Assurance chômage : Le point sur la situation et les possibles évolutions

Syndicats et patronat s'apprêtent, probablement à partir du 22 février, à renégocier les règles d'assurance chômage, un dossier à l'issue incertaine suivi de près par l'exécutif, qui réclame des économies. Quelles sont les règles aujourd'hui ? Comment évolueront-elles ? Quel est le rôle de l'État ?

Comment fonctionne l'assurance chômage aujourd'hui ?

Le régime, géré paritairement au sein de l'Unédic, change de règles tous les deux ans, pour coller aux évolutions du marché du travail. L'actuelle convention, entrée en vigueur le 1er juillet 2014, arrive à échéance le 31 juin.

L'assurance chômage est financée par les cotisations des entreprises (4% du salaire brut) et des salariés (2,4%), représentant environ 34 milliards d'euros annuels. Mais les dépenses tournent autour de 38 milliards, d'où un déficit d'environ 4 milliards par an. La dette du régime devrait atteindre 29,4 milliards fin 2016. Pour la combler, l'Unédic emprunte sur les marchés.

L'actuelle convention prévoit des coupes: 1,9 milliard d'euros entre 2014 et 2016, puis 450 millions annuels en rythme de croisière.

Parmi les mesures: un nouveau calcul du dispositif d'activité réduite, qui permet de cumuler allocations et salaire; un allongement du différé d'indemnisation, qui oblige certains allocataires à patienter jusqu'à 180 jours, au lieu de 75, pour toucher les allocations; la suppression de la dispense de cotisation des salariés de plus de 65 ans; un durcissement des règles d'indemnisation des intermittents du spectacle.

La convention instaure aussi des droits rechargeables: les allocataires gagnent de nouveaux droits à indemnisation quand ils retravaillent.
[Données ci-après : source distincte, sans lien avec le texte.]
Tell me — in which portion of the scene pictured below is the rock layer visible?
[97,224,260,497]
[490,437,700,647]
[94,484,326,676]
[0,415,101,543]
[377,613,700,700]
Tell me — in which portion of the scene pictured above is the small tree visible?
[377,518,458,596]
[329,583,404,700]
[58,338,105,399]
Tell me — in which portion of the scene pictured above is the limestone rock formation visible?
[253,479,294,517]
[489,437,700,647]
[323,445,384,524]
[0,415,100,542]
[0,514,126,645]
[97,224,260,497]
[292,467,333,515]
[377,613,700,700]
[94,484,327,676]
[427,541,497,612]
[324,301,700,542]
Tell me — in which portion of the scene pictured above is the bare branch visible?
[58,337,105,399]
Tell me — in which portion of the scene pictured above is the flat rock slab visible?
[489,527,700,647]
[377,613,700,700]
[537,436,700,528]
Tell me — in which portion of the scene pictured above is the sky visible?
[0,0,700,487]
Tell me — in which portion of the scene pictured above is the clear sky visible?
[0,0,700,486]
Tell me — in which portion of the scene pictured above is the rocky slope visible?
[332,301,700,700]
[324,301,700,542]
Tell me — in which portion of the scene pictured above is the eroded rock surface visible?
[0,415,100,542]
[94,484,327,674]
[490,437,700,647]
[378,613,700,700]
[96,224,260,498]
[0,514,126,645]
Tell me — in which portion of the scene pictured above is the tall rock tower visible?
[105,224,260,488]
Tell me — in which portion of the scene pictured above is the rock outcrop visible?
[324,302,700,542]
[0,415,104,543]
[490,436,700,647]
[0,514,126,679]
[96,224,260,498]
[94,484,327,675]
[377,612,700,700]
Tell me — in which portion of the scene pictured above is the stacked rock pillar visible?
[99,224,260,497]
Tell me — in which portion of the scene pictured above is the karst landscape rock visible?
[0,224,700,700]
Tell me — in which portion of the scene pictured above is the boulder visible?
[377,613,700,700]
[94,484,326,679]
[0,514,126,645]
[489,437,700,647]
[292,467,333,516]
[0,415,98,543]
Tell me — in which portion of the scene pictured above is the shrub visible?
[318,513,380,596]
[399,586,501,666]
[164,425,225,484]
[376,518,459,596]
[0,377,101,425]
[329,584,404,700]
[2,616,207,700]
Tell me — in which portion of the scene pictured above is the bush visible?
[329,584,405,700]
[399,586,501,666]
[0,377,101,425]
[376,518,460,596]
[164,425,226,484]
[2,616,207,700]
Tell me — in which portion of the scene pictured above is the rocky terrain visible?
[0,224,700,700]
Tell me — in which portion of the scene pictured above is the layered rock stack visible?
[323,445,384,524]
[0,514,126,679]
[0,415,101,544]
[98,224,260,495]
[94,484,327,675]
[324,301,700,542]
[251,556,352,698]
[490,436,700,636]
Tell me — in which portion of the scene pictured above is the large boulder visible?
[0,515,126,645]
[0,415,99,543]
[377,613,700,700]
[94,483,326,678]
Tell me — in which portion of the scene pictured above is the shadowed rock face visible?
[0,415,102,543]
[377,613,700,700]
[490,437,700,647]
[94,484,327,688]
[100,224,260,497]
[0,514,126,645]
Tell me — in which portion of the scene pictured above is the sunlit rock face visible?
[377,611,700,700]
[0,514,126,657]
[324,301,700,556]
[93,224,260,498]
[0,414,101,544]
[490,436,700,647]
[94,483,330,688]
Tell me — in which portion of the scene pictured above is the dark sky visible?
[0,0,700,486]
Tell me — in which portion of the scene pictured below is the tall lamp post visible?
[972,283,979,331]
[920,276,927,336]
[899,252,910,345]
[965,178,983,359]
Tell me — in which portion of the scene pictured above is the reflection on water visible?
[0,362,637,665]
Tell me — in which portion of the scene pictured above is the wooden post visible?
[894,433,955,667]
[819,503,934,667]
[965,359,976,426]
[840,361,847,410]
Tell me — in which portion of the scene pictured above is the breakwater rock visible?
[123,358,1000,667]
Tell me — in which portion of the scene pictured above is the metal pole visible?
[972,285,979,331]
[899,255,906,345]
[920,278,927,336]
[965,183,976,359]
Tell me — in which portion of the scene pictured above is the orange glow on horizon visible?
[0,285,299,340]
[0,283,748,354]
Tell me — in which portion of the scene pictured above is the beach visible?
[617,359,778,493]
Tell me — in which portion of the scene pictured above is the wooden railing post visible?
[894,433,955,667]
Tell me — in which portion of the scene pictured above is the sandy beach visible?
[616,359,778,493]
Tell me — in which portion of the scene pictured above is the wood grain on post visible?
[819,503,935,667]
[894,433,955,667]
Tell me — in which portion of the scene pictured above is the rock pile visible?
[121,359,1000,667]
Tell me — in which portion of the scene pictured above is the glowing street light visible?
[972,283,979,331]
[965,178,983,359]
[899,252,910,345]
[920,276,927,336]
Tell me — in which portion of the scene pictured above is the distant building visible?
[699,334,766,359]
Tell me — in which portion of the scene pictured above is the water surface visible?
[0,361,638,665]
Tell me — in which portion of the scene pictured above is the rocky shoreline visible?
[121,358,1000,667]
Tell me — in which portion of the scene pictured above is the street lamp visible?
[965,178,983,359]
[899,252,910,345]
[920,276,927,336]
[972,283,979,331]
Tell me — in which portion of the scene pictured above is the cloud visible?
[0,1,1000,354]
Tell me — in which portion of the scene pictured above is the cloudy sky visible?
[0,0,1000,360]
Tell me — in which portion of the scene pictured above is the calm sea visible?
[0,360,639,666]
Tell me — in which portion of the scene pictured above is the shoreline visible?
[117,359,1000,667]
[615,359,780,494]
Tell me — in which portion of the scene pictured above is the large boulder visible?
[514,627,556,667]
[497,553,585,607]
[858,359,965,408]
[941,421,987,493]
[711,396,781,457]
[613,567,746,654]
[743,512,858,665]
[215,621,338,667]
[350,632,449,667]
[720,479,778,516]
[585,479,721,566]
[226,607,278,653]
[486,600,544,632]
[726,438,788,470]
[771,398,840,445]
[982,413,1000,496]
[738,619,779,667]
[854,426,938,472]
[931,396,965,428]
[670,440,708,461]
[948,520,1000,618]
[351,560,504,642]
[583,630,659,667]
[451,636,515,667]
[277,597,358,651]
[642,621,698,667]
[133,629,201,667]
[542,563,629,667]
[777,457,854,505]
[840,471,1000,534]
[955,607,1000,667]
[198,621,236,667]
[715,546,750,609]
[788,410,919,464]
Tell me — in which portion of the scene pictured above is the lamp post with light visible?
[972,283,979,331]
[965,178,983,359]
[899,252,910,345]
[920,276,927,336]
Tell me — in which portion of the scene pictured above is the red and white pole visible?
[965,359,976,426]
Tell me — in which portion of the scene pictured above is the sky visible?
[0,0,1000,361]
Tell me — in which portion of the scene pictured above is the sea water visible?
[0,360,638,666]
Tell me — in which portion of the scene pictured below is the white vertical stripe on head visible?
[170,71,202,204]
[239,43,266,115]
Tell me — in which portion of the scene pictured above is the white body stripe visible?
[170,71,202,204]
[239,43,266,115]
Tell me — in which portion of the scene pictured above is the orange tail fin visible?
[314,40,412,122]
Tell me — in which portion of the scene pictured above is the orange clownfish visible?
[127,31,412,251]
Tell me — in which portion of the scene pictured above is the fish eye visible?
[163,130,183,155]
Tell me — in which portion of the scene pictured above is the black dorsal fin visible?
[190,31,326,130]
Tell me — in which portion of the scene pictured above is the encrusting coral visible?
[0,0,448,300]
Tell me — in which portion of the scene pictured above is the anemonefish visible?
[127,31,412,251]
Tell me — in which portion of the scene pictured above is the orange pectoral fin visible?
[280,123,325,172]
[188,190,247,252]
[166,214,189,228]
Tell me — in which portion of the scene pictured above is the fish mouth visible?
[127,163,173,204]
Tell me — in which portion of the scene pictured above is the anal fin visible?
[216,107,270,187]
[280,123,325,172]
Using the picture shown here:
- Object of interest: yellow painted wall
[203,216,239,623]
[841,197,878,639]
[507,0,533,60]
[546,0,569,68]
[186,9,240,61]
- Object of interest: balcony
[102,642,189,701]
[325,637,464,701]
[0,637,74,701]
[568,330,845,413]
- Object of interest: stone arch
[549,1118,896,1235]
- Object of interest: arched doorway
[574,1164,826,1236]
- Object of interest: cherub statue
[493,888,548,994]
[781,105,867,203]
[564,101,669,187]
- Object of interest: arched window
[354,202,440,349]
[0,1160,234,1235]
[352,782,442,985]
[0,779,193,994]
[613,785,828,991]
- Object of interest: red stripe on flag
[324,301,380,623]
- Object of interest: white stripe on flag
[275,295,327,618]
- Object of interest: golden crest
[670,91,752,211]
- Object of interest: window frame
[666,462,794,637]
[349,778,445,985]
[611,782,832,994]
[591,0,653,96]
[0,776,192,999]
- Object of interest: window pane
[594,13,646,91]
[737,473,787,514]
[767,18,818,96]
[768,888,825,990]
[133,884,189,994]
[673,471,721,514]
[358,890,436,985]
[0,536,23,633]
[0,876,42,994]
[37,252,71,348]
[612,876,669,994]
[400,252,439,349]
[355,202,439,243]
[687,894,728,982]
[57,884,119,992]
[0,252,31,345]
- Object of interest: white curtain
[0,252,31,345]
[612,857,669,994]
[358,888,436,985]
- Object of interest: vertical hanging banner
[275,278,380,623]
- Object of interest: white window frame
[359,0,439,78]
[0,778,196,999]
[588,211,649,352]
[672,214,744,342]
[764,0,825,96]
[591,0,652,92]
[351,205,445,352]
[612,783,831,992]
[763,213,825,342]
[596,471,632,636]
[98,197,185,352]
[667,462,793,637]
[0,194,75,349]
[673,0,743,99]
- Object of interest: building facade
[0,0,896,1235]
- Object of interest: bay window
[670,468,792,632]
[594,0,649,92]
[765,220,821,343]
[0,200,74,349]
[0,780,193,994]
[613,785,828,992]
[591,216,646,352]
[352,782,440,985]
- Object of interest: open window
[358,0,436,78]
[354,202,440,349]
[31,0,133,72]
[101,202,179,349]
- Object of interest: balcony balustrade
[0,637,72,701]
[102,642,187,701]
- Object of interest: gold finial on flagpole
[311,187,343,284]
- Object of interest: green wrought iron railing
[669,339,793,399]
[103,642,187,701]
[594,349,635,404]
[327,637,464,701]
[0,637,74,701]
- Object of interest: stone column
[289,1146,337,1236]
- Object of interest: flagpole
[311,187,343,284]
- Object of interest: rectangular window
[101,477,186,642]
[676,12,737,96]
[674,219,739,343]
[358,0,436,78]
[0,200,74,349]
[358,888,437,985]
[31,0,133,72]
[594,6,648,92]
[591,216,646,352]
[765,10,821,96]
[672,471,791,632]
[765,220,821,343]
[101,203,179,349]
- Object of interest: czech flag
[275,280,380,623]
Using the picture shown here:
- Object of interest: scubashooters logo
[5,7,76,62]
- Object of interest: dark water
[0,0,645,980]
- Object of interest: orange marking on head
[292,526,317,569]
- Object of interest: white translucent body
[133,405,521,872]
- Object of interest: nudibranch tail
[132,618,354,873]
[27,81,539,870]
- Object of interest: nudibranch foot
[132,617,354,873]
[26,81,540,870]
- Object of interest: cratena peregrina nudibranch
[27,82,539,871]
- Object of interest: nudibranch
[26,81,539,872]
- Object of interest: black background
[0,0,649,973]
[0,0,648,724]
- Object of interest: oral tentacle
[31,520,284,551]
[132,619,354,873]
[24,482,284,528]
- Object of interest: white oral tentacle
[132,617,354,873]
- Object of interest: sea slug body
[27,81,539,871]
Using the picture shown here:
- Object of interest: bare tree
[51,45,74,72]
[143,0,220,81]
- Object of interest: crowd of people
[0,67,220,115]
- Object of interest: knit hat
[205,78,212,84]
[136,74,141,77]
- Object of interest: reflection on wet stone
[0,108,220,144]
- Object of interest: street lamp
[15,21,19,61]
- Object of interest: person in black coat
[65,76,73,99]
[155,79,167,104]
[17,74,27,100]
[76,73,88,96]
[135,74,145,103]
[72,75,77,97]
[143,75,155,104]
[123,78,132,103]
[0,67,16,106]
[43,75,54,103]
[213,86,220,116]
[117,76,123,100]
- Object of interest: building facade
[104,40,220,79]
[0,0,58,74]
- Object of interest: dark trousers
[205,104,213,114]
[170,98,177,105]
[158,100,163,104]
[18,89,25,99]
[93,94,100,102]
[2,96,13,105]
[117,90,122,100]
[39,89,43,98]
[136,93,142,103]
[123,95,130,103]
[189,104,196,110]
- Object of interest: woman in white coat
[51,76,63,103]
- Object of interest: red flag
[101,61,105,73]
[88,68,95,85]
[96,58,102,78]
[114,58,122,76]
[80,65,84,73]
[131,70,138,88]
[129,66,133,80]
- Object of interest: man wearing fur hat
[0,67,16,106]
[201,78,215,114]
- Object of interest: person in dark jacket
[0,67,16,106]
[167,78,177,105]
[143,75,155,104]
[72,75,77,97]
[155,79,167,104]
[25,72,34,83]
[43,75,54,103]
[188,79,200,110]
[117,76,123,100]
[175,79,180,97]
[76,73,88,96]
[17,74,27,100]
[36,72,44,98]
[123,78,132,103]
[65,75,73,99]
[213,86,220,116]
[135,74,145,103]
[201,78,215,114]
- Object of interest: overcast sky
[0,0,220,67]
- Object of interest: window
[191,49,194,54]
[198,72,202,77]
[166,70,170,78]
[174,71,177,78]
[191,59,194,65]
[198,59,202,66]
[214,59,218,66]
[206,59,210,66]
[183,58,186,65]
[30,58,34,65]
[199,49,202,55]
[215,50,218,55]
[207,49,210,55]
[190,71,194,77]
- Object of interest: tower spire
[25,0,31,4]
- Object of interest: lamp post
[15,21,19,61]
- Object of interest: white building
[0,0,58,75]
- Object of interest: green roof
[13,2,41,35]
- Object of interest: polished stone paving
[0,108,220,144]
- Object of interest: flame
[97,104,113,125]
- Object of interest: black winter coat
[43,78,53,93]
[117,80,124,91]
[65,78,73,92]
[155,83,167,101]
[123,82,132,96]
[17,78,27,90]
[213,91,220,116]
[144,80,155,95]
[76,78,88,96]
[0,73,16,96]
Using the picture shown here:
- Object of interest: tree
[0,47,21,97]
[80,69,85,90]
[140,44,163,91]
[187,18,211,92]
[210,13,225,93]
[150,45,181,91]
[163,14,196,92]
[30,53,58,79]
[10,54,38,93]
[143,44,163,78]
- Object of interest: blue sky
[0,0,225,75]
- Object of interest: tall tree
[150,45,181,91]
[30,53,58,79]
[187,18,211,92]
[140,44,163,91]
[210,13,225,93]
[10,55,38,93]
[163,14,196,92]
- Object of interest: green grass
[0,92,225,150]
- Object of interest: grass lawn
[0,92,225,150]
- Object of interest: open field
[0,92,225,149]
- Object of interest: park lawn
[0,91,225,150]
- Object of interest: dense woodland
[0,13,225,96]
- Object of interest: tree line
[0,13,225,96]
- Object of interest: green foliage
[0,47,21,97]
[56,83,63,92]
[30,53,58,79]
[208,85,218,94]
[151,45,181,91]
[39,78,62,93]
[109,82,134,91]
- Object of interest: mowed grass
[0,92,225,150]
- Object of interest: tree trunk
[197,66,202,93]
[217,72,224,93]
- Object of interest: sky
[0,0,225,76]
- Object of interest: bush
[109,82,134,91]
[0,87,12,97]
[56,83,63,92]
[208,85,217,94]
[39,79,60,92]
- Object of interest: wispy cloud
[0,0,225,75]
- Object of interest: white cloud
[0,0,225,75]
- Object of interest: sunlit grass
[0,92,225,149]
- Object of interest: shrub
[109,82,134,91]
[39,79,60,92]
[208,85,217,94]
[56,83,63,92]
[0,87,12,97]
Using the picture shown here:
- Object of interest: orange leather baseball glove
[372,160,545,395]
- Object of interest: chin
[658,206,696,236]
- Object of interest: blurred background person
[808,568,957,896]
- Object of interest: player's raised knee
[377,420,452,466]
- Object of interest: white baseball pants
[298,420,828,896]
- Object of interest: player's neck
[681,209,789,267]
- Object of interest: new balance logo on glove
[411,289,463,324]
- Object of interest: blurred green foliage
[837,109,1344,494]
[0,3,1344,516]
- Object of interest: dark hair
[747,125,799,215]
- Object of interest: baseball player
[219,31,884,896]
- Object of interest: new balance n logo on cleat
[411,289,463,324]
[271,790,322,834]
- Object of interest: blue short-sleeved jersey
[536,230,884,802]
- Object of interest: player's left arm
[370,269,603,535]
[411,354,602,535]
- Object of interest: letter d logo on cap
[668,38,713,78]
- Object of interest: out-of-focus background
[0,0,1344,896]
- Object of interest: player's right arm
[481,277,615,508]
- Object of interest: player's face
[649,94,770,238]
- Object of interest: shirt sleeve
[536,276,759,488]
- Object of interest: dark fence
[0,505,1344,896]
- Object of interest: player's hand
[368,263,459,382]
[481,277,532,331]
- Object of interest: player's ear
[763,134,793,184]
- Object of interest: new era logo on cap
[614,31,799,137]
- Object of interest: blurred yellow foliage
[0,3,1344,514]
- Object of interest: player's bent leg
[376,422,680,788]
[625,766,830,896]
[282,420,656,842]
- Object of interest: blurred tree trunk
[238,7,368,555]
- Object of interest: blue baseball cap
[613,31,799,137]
Qui sont les allocataires ?

Ils ne représentent qu'une minorité (43%) des demandeurs d'emploi: au 31 octobre, 2,64 millions de personnes percevaient l'assurance chômage, sur 6,13 millions d'inscrits à Pôle emploi en métropole.

Pour être indemnisé, il faut avoir travaillé quatre mois et avoir perdu son emploi involontairement, ce qui exclut les démissions. Un jour cotisé donne droit à un jour indemnisé, dans la limite de deux ans -- trois ans pour les seniors. L'allocation, 1.100 euros nets mensuels en moyenne, ne peut être inférieure à 57% de l'ancien salaire brut.

L'assurance chômage concerne essentiellement un public peu qualifié: 59% n'ont pas le baccalauréat, 20% sont bacheliers et 21% sont diplômés du supérieur.

Quelque 46% des allocataires se sont inscrits à Pôle emploi après un CDD ou une mission d'intérim, 33% après un licenciement et 14% après une rupture conventionnelle.

Quelles sont les pistes d'évolution ?

Pour l'heure, les négociateurs n'ont pas dévoilé leur jeu. Tout juste ont-ils défendu de grands principes.

La CFDT et la CGT jugent essentiel de maintenir "un haut niveau de protection". La CGT veut aussi surtaxer les contrats précaires, principaux responsables, selon elle, du déficit du régime.

Côté patronal, la CGPME exclut toute hausse de cotisations et le Medef veut "une réforme structurelle" selon "deux axes": accompagner les chômeurs "dès le premier jour" et "inciter à travailler tous les gens qui peuvent travailler et qui ne le font pas".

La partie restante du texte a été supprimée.